To ward off the post-Christmas blahs, I will perform the foolhardy and ridicule-courting service of predicting the future. This time next year, I will read this, and no doubt weep. (And then, having learned little, promptly do it again.)
1. Economy—The U.S. economy will continue to slowly, almost imperceptibly, improve. The Eurozone will muddle through its crisis and avoid national defaults. On Election Day, the U.S. unemployment rate will stand at 8.1 percent.
2. Tim Tebow—The expectations-defying Denver Broncos quarterback and comeback artist will be benched no later than Week 4.

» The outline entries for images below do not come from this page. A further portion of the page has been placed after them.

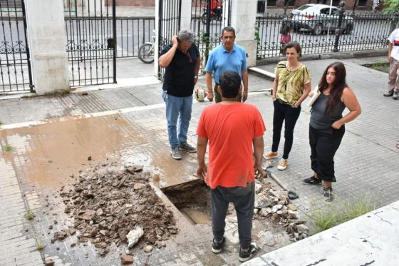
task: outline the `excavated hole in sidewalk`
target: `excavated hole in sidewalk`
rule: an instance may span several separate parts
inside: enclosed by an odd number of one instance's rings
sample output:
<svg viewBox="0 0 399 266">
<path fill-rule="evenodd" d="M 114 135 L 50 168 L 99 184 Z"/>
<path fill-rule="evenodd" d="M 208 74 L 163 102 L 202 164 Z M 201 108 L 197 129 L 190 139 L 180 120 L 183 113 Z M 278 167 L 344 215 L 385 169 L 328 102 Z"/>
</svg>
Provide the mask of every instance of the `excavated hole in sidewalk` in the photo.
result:
<svg viewBox="0 0 399 266">
<path fill-rule="evenodd" d="M 210 194 L 203 180 L 195 180 L 162 190 L 191 224 L 211 224 Z"/>
</svg>

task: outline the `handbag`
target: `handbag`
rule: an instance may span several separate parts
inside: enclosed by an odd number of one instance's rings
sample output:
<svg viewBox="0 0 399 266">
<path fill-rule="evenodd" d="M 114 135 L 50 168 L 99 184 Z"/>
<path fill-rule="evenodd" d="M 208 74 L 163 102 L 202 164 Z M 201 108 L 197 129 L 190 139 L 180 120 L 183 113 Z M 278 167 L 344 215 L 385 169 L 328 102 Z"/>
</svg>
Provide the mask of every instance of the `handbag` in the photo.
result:
<svg viewBox="0 0 399 266">
<path fill-rule="evenodd" d="M 314 103 L 316 100 L 317 100 L 317 98 L 320 96 L 320 91 L 318 91 L 318 86 L 316 86 L 314 88 L 314 90 L 312 91 L 312 93 L 313 93 L 313 96 L 311 98 L 311 99 L 309 100 L 309 101 L 308 102 L 308 107 L 309 108 L 311 108 L 312 105 Z"/>
</svg>

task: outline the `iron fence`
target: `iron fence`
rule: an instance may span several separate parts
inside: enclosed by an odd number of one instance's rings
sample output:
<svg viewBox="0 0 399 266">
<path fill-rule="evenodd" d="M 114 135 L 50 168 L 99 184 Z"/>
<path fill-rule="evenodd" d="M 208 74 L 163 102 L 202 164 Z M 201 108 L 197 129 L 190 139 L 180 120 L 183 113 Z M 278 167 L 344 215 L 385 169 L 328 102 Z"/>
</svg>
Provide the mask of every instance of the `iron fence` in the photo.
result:
<svg viewBox="0 0 399 266">
<path fill-rule="evenodd" d="M 33 91 L 24 1 L 0 1 L 0 93 Z"/>
<path fill-rule="evenodd" d="M 304 14 L 295 19 L 284 18 L 281 14 L 256 17 L 257 59 L 282 55 L 284 25 L 289 26 L 287 34 L 291 40 L 301 44 L 302 54 L 321 54 L 385 48 L 387 37 L 399 19 L 395 14 L 346 14 L 338 27 L 338 17 L 313 14 Z M 334 46 L 338 31 L 341 34 L 338 46 Z"/>
</svg>

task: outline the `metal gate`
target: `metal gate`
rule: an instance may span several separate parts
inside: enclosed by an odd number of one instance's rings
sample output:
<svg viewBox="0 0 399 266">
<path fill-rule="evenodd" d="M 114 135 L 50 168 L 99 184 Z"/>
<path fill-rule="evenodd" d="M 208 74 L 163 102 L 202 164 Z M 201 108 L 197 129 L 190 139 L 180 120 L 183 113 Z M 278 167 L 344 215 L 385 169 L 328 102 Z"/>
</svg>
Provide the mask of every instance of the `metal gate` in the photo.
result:
<svg viewBox="0 0 399 266">
<path fill-rule="evenodd" d="M 192 0 L 191 29 L 197 38 L 203 73 L 209 52 L 221 43 L 222 29 L 231 25 L 233 0 Z"/>
<path fill-rule="evenodd" d="M 0 0 L 0 93 L 33 91 L 24 0 Z"/>
<path fill-rule="evenodd" d="M 116 83 L 115 0 L 64 0 L 70 85 Z"/>
<path fill-rule="evenodd" d="M 172 42 L 172 37 L 180 30 L 182 0 L 159 1 L 158 53 Z M 165 70 L 158 66 L 158 78 L 163 78 Z"/>
</svg>

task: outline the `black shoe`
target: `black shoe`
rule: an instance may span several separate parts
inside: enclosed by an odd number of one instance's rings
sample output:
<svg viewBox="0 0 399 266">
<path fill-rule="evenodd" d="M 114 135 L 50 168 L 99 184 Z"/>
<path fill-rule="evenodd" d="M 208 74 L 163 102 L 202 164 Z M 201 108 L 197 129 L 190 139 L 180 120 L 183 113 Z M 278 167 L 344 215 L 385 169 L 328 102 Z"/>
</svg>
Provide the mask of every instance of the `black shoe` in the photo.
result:
<svg viewBox="0 0 399 266">
<path fill-rule="evenodd" d="M 333 188 L 323 188 L 324 190 L 324 199 L 326 201 L 331 202 L 334 199 L 334 194 L 333 193 Z"/>
<path fill-rule="evenodd" d="M 251 243 L 251 245 L 246 249 L 239 247 L 239 256 L 238 260 L 242 262 L 249 260 L 249 259 L 256 254 L 258 250 L 259 249 L 256 243 Z"/>
<path fill-rule="evenodd" d="M 321 184 L 321 180 L 316 178 L 314 176 L 311 176 L 309 178 L 304 179 L 302 183 L 306 185 L 320 185 Z"/>
<path fill-rule="evenodd" d="M 185 150 L 187 153 L 197 153 L 197 149 L 192 147 L 191 145 L 187 142 L 182 142 L 179 145 L 179 149 L 181 150 Z"/>
<path fill-rule="evenodd" d="M 212 252 L 214 254 L 220 253 L 223 246 L 224 245 L 224 237 L 223 237 L 223 240 L 221 242 L 217 242 L 214 241 L 214 238 L 212 240 Z"/>
</svg>

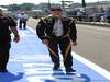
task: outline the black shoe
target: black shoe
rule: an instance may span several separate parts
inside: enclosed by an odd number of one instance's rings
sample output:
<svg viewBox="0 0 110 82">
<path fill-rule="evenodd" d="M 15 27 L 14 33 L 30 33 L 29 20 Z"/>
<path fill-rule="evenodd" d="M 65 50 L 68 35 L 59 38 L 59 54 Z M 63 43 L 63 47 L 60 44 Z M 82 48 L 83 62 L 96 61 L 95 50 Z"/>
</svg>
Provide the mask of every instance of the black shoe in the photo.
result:
<svg viewBox="0 0 110 82">
<path fill-rule="evenodd" d="M 74 69 L 72 69 L 72 68 L 66 69 L 66 73 L 75 73 L 75 72 L 76 72 L 76 70 L 74 70 Z"/>
<path fill-rule="evenodd" d="M 59 69 L 59 65 L 54 65 L 53 70 L 58 70 Z"/>
<path fill-rule="evenodd" d="M 8 70 L 7 70 L 7 69 L 4 69 L 4 70 L 0 70 L 0 72 L 8 72 Z"/>
</svg>

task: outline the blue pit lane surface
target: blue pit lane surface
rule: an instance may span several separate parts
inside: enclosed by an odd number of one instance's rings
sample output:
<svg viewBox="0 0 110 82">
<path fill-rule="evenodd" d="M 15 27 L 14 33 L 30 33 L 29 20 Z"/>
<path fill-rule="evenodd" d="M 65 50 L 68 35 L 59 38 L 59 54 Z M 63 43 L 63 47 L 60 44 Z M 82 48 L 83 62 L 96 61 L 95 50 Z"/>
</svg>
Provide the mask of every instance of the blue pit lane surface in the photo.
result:
<svg viewBox="0 0 110 82">
<path fill-rule="evenodd" d="M 8 73 L 0 73 L 0 82 L 110 82 L 76 58 L 73 68 L 76 73 L 67 74 L 61 59 L 61 70 L 53 71 L 47 48 L 31 30 L 19 30 L 21 40 L 12 42 Z M 12 35 L 13 37 L 13 35 Z M 74 54 L 73 54 L 74 56 Z"/>
</svg>

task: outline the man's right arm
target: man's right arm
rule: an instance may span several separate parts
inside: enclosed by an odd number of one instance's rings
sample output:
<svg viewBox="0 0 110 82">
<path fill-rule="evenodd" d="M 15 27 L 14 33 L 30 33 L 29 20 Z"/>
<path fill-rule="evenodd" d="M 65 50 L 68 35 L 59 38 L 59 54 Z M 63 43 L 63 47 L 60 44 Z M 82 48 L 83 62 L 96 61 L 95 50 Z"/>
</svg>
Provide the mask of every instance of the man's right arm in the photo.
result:
<svg viewBox="0 0 110 82">
<path fill-rule="evenodd" d="M 41 19 L 36 26 L 36 34 L 37 34 L 38 38 L 42 40 L 42 43 L 47 45 L 48 39 L 45 36 L 45 27 L 46 27 L 46 25 L 45 25 L 44 21 Z"/>
</svg>

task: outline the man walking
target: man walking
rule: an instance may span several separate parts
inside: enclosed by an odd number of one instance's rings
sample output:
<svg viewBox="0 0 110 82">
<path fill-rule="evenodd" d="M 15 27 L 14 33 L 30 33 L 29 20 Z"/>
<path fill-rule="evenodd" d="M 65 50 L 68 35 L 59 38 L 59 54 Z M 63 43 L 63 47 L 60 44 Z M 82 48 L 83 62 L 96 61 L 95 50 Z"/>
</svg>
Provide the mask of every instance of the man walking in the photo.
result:
<svg viewBox="0 0 110 82">
<path fill-rule="evenodd" d="M 11 32 L 14 34 L 14 42 L 20 40 L 16 24 L 12 17 L 4 16 L 0 9 L 0 72 L 8 72 L 9 51 L 11 47 Z"/>
<path fill-rule="evenodd" d="M 77 45 L 77 30 L 75 21 L 69 17 L 63 16 L 63 10 L 61 7 L 54 7 L 51 9 L 52 15 L 42 17 L 36 26 L 36 33 L 48 48 L 50 56 L 54 62 L 53 70 L 58 70 L 61 67 L 59 51 L 63 55 L 64 66 L 66 72 L 75 72 L 72 68 L 72 42 L 73 45 Z"/>
</svg>

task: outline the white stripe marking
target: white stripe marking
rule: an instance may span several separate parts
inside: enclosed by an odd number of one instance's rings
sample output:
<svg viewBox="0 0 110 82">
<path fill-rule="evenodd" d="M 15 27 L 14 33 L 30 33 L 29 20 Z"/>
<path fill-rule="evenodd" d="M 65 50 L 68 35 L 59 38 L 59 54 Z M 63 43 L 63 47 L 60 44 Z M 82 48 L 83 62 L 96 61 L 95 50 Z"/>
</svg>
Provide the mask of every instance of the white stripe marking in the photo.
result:
<svg viewBox="0 0 110 82">
<path fill-rule="evenodd" d="M 100 73 L 101 75 L 103 75 L 105 78 L 107 78 L 108 80 L 110 80 L 110 72 L 102 69 L 101 67 L 97 66 L 96 63 L 87 60 L 86 58 L 72 52 L 74 58 L 77 59 L 78 61 L 82 62 L 84 65 L 88 66 L 89 68 L 91 68 L 92 70 L 97 71 L 98 73 Z"/>
</svg>

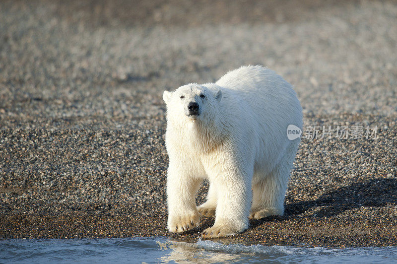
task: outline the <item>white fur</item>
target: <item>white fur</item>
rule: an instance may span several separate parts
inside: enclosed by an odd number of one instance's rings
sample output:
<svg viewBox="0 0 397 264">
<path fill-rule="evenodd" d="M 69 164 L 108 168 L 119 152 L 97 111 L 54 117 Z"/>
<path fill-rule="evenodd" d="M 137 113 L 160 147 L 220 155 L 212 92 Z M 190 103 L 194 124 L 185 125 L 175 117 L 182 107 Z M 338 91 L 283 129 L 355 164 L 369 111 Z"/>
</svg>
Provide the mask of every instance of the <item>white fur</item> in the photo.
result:
<svg viewBox="0 0 397 264">
<path fill-rule="evenodd" d="M 302 108 L 289 83 L 262 66 L 243 66 L 215 83 L 191 83 L 165 91 L 163 98 L 170 231 L 191 229 L 200 214 L 215 214 L 203 236 L 233 235 L 248 227 L 249 216 L 283 214 L 300 141 L 288 140 L 287 127 L 302 128 Z M 199 116 L 187 115 L 191 102 L 198 104 Z M 210 183 L 207 200 L 197 207 L 204 179 Z"/>
</svg>

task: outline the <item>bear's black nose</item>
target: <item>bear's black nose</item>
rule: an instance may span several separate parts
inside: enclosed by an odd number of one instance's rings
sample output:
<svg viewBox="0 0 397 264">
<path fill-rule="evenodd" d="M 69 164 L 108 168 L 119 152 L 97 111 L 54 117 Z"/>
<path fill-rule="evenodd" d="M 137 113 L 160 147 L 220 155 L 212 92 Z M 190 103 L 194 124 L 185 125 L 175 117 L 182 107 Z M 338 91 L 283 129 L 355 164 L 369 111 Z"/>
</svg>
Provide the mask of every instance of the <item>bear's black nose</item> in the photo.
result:
<svg viewBox="0 0 397 264">
<path fill-rule="evenodd" d="M 198 111 L 198 104 L 196 102 L 191 102 L 188 105 L 188 109 L 190 114 L 197 114 Z"/>
</svg>

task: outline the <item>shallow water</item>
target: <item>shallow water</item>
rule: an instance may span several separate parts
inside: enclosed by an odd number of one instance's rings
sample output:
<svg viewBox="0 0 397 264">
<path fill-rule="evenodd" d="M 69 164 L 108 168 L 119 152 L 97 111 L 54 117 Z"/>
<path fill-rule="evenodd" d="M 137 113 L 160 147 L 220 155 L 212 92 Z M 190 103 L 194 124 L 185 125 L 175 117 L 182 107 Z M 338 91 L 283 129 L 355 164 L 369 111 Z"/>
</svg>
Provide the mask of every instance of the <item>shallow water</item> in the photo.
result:
<svg viewBox="0 0 397 264">
<path fill-rule="evenodd" d="M 0 241 L 0 262 L 43 263 L 394 263 L 397 247 L 354 249 L 250 246 L 165 237 Z"/>
</svg>

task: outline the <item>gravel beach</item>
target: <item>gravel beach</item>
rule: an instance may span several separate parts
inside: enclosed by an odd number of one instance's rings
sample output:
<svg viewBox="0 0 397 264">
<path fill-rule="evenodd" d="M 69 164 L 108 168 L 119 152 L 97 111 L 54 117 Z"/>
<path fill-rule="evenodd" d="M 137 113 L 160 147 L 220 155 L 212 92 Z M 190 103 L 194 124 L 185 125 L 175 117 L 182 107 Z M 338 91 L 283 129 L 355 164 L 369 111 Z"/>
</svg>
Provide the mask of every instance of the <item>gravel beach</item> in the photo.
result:
<svg viewBox="0 0 397 264">
<path fill-rule="evenodd" d="M 285 214 L 213 240 L 397 246 L 396 47 L 396 1 L 0 1 L 0 238 L 197 241 L 213 219 L 166 230 L 162 92 L 261 64 L 303 109 Z"/>
</svg>

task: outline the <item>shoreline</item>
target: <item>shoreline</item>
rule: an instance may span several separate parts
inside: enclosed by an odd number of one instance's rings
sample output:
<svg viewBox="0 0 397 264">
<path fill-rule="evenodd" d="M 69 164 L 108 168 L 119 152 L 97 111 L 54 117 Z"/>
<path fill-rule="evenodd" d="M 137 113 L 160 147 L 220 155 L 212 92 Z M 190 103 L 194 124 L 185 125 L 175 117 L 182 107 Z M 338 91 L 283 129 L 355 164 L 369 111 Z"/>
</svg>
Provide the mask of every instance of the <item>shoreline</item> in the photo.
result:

3. Election—President Obama will narrowly defeat former Massachusetts Gov. Mitt Romney. The GOP will gain control of the Senate and retain control of the House. (Corollary prediction: Washington pundits and the public will continue to whine about gridlock.) Rep. Ron Paul will not mount a third-party candidacy, largely out of deference to his son's political aspirations.
4. Supreme Court—With the White House safely in Democratic hands, Justice Ruth Bader Ginsburg will announce her retirement. In turn, President Obama will finally nominate a male—D.C. Circuit Judge Merrick Garland.
5. National League East—Despite an innings limit of roughly 170, Washington Nationals ace Stephen Strasburg will win at least 16 games. The Nationals will win 86 games overall, edging the upstart Miami Marlins for second place. Despite an aging, periodically punchless offense, the Phillies will win their sixth consecutive division title on the shoulders of pitchers Roy Halladay, Cliff Lee, and Cole Hamels.
6. Hollywood box-office—Christopher Nolan's The Dark Knight Rises will be the highest-grossing film of 2012, with $525 million in domestic receipts. But overall movie attendance will remain in a funk.
7. Glenn Beck—The former Fox News Channel paranoiac's ratings will continue to decline on radio (along with the price of gold), and by 2013, people will be wondering why anyone ever paid attention to him at all.
8. Housing market—2011 will be seen as the year that the U.S. housing market finally hit bottom. A rebound is in the offing.
9. Middle East—Iran will not announce it has successfully developed a nuclear weapon. Syrian dictator Bashar Assad will be toppled by a popular uprising.
10. Rolling Stones—The greatest rock band ever will mount a 50th-anniversary tour of North America. (A promise, not a prediction: I will be there.)
Thanks for reading, and Happy New Year!